Graças aos eventos climatéricos extremos, algumas espécies “podem mesmo já não estar na nossa costa”, observa. No caso das anchovas ou das sardinhas, “por serem espécies de águas frias e ao afloramento costeiro, duas realidades em risco, podem colocar em causa a sustentabilidade destes peixes na costa algarvia”, denota.

O caso da mortandade que está a assolar os bivalves da Ria Formosa e da Ria de Alvor, associada numa fase preliminar às alterações climáticas “é uma das grandes questões que está a ser estudada por cerca de 10 investigadores do laboratório colaborativo que é dirigido às questões de aquacultura sustentável e inteligente”, diz ao JA. “Os fenómenos extremos do clima arrastam nutrientes e partículas muito rapidamente e os bivalves são filtradores… Estão a aparecer novas doenças que também não existiam. Mas ainda não temos uma solução”, lamenta.

Captar investimentos
Na sua perspetiva, “o futuro passa pela colaboração com as empresas”. Explica que os projetos de investigação “são sempre levados a cabo com fundos externos” por não existir um fundo de investigação que financie os projetos. Para estar na linha da frente, a UAlg “concorre a projetos” e conta também com apoios da Fundação para a Ciência e Tecnologia.

Contudo, a investigadora considera que “cada vez mais faz sentido que as empresas inovem com tecnologia e valor acrescentado, e para que isso aconteça é preciso investigação. Essa ligação é necessária”, assume, ainda que saiba que, na região, “as empresas ainda investem pouco”.

Na associação entre a Academia e os laboratórios colaborativos como o da aquacultura, o GreenColab (algas), o do Turismo e o recém-criado ABC CoLAB, “a representação das empresas é relevante. São quatro centros de investigação universitários em que a maior parte dos sócios são empresas e nas quais a UAlg tem estado a apostar e a fazer-se representar no sentido de perceber o que é que as empresas precisam para que se possa dar essa resposta”.

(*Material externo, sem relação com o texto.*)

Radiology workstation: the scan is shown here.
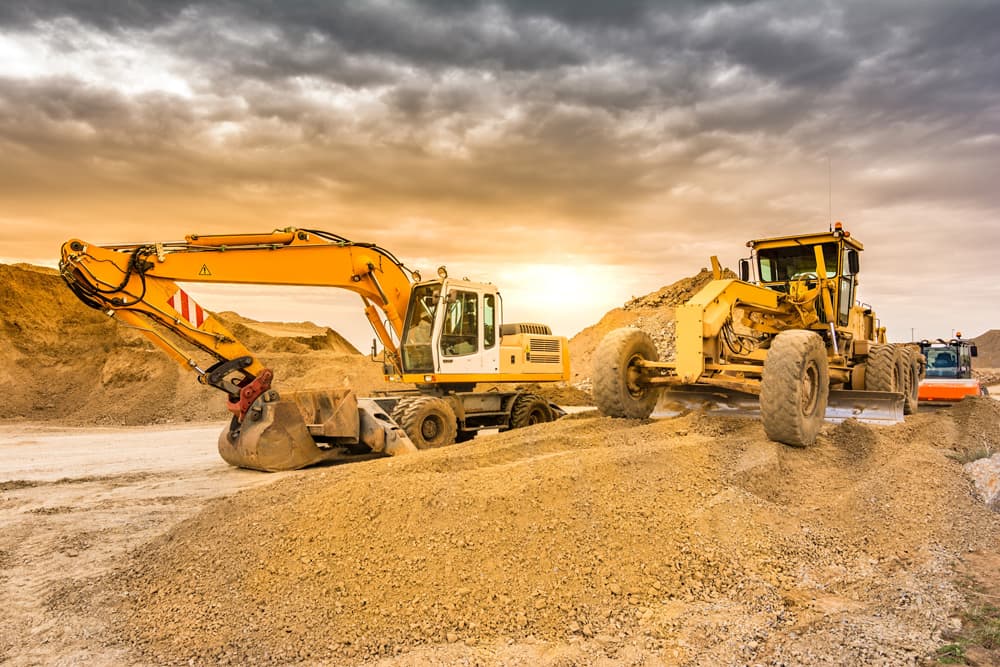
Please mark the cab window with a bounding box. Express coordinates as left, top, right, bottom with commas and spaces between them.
402, 285, 441, 373
483, 294, 497, 348
757, 243, 839, 283
441, 290, 479, 357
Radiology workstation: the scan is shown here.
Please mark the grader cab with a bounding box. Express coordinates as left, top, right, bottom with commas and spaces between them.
593, 222, 924, 446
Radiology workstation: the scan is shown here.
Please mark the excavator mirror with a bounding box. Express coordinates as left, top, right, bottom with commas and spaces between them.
740, 259, 750, 283
847, 250, 861, 276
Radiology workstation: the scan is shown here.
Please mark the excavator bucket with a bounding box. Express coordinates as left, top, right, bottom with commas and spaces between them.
653, 384, 903, 424
219, 389, 417, 472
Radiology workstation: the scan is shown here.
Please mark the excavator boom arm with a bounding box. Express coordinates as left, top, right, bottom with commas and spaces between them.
60, 229, 419, 420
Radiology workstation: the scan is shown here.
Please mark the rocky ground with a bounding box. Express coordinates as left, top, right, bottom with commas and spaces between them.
0, 399, 1000, 665
0, 265, 1000, 667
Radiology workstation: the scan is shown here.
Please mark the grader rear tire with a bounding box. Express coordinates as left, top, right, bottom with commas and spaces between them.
902, 347, 923, 415
865, 345, 906, 393
392, 396, 458, 449
592, 328, 659, 419
760, 329, 830, 447
510, 394, 552, 428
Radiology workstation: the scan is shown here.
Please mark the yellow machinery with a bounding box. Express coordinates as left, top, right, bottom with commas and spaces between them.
60, 228, 569, 470
593, 222, 924, 446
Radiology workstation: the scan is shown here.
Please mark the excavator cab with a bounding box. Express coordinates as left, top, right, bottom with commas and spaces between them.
401, 279, 500, 383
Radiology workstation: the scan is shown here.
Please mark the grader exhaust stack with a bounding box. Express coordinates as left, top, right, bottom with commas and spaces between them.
594, 222, 924, 446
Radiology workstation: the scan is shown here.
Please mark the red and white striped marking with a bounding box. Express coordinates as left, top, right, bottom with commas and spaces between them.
167, 289, 205, 329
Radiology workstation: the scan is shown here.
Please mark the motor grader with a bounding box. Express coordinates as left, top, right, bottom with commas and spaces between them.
593, 222, 924, 446
60, 228, 569, 471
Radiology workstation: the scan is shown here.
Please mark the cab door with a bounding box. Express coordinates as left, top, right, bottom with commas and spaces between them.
435, 281, 500, 375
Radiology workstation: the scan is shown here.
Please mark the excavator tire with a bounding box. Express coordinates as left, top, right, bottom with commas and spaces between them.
865, 345, 906, 393
902, 347, 923, 415
510, 394, 552, 428
392, 396, 458, 449
760, 329, 830, 447
592, 327, 659, 419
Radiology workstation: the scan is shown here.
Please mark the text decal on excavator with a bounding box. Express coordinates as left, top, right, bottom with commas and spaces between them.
167, 289, 205, 329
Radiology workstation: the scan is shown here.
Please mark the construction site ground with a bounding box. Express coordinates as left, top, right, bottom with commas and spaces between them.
0, 264, 1000, 667
0, 392, 1000, 665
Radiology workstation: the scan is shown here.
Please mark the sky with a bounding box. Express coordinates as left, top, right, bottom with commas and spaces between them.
0, 0, 1000, 349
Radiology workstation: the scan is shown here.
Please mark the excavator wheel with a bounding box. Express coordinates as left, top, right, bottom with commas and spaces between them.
392, 396, 458, 449
865, 345, 906, 394
760, 329, 830, 447
902, 347, 923, 415
592, 327, 659, 419
510, 394, 552, 428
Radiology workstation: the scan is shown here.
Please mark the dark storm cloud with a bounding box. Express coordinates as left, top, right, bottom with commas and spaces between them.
0, 0, 1000, 224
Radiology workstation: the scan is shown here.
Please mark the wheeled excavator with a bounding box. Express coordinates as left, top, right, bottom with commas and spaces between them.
593, 222, 924, 446
60, 228, 569, 471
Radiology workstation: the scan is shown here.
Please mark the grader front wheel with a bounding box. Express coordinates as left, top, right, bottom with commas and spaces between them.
865, 345, 906, 392
593, 328, 659, 419
760, 329, 830, 447
903, 347, 924, 415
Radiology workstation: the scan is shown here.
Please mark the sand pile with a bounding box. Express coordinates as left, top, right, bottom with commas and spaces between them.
569, 269, 736, 391
66, 401, 1000, 665
0, 264, 385, 424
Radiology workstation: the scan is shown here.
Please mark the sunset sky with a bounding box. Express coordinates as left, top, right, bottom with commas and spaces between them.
0, 0, 1000, 349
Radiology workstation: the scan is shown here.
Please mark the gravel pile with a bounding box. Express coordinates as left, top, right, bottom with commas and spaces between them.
68, 402, 1000, 665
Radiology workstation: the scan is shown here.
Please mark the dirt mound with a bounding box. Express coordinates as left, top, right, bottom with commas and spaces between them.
950, 396, 1000, 459
569, 269, 736, 391
0, 264, 385, 424
972, 329, 1000, 368
76, 404, 1000, 665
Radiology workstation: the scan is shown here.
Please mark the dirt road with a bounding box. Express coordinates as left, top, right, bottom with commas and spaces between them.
0, 400, 1000, 667
0, 423, 280, 665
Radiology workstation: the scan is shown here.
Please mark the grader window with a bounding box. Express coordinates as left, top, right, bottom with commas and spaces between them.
757, 243, 838, 283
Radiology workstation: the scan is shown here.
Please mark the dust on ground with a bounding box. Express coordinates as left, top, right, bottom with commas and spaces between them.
11, 401, 988, 665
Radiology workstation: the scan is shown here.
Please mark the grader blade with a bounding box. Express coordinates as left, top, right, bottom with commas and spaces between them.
219, 389, 417, 472
653, 384, 903, 424
653, 384, 760, 417
826, 389, 903, 424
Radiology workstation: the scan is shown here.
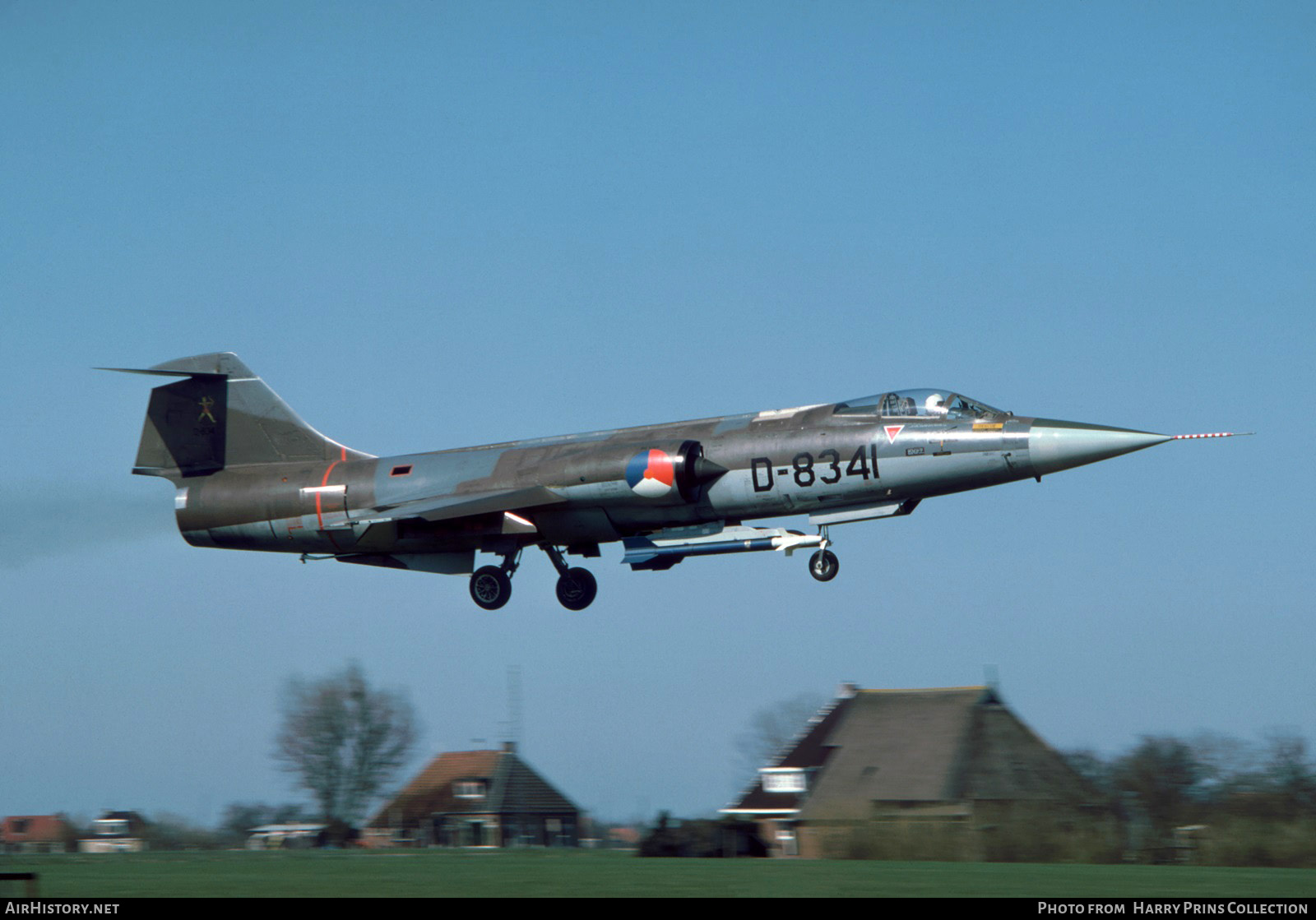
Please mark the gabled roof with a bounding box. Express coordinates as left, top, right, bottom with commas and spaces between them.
724, 687, 1091, 820
0, 815, 67, 844
368, 750, 579, 828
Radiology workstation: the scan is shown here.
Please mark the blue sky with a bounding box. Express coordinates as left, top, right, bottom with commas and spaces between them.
0, 2, 1316, 821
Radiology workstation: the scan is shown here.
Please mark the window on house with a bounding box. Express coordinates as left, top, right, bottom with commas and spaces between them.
759, 767, 805, 793
452, 779, 484, 799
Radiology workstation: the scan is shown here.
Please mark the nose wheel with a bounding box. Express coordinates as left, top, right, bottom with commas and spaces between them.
809, 526, 841, 582
471, 566, 512, 611
540, 543, 599, 611
471, 552, 520, 611
809, 549, 841, 582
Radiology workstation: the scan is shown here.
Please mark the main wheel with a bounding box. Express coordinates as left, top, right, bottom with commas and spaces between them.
809, 549, 841, 582
558, 569, 599, 611
471, 566, 512, 611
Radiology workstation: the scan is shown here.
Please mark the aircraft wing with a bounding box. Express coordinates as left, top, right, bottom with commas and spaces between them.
353, 486, 566, 524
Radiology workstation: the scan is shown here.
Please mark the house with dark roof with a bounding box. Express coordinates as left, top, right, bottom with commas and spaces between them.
0, 815, 74, 853
721, 684, 1099, 858
77, 811, 147, 853
362, 742, 581, 846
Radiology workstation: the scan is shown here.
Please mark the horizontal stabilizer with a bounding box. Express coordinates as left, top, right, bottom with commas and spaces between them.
97, 351, 370, 479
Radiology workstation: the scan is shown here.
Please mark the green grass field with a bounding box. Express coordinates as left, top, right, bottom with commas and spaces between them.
0, 850, 1316, 899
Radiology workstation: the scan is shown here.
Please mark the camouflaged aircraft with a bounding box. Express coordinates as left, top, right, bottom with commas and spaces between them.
108, 353, 1247, 611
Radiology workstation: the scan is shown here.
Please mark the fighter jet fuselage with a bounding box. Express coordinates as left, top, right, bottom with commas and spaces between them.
112, 353, 1242, 609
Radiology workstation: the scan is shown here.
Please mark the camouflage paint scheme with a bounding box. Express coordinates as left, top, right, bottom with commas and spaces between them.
105, 353, 1242, 609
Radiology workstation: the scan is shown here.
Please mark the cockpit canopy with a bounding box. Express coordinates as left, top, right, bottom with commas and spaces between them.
836, 390, 1009, 418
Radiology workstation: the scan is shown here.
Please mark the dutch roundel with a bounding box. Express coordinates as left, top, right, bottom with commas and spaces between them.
627, 450, 676, 499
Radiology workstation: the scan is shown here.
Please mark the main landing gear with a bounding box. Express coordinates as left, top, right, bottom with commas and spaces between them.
471, 545, 599, 611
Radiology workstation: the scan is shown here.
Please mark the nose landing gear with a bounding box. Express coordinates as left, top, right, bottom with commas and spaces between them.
471, 552, 521, 611
540, 543, 599, 611
809, 549, 841, 582
809, 526, 841, 582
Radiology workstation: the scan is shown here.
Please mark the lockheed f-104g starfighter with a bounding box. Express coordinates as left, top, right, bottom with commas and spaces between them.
104, 353, 1230, 611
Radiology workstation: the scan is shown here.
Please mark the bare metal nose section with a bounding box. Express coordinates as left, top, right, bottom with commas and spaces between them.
1028, 418, 1174, 477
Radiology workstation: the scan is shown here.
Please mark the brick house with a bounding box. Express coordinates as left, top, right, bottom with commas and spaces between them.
362, 742, 581, 846
0, 815, 75, 853
721, 684, 1101, 858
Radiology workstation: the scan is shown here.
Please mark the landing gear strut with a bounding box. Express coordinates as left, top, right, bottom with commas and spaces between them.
471, 552, 520, 611
540, 543, 599, 611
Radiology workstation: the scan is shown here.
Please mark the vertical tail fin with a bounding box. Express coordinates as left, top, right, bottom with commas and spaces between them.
100, 351, 370, 478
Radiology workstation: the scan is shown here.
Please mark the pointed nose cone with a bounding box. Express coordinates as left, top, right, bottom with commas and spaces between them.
1028, 418, 1174, 477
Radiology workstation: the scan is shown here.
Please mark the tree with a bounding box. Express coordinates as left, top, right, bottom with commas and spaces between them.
1114, 736, 1202, 839
275, 663, 416, 824
735, 694, 824, 775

Através da Divisão de Empreendedorismo e Transferência de Tecnologia (CRIA), no Campus das Gambelas, a incubação de empresas tornou-se uma realidade na UAlg. Já o ‘Algarve Tech Hub’, no Campus da Penha, empresas já estabelecidas utilizam o espaço apenas com uma contrapartida – receber estudantes de doutoramento e investigadores que possam contribuir para os projetos na área da tecnologia.

“Abrir mais as portas e deixar cair dos gradeamentos da Universidade”, “envolver a comunidade num espaço aberto a todos”, revolucionar a dinâmica do ensino com “salas de aula ao ar livre” e “apostar em soluções de base natural para potenciar o crescimento sustentável” são algumas das ambições da vice-reitora da Universidade do Algarve.

Ainda que “os financiamentos não corram como seria desejável”, Alexandra Teodósio está convicta que a Academia algarvia “está no caminho certo” e que “os investigadores e os professores têm noção do que o Algarve precisa”. A questão da eficiência hídrica e energética, e os desafios da agricultura também fazem parte do leque problemáticas para as quais os centros de investigação da UAlg “procuram soluções e respostas”.

“Há boas sementes plantadas nas diferentes áreas. O essencial é conhecer todos os ecossistemas para fazer a gestão integrada dos recursos”, conclui.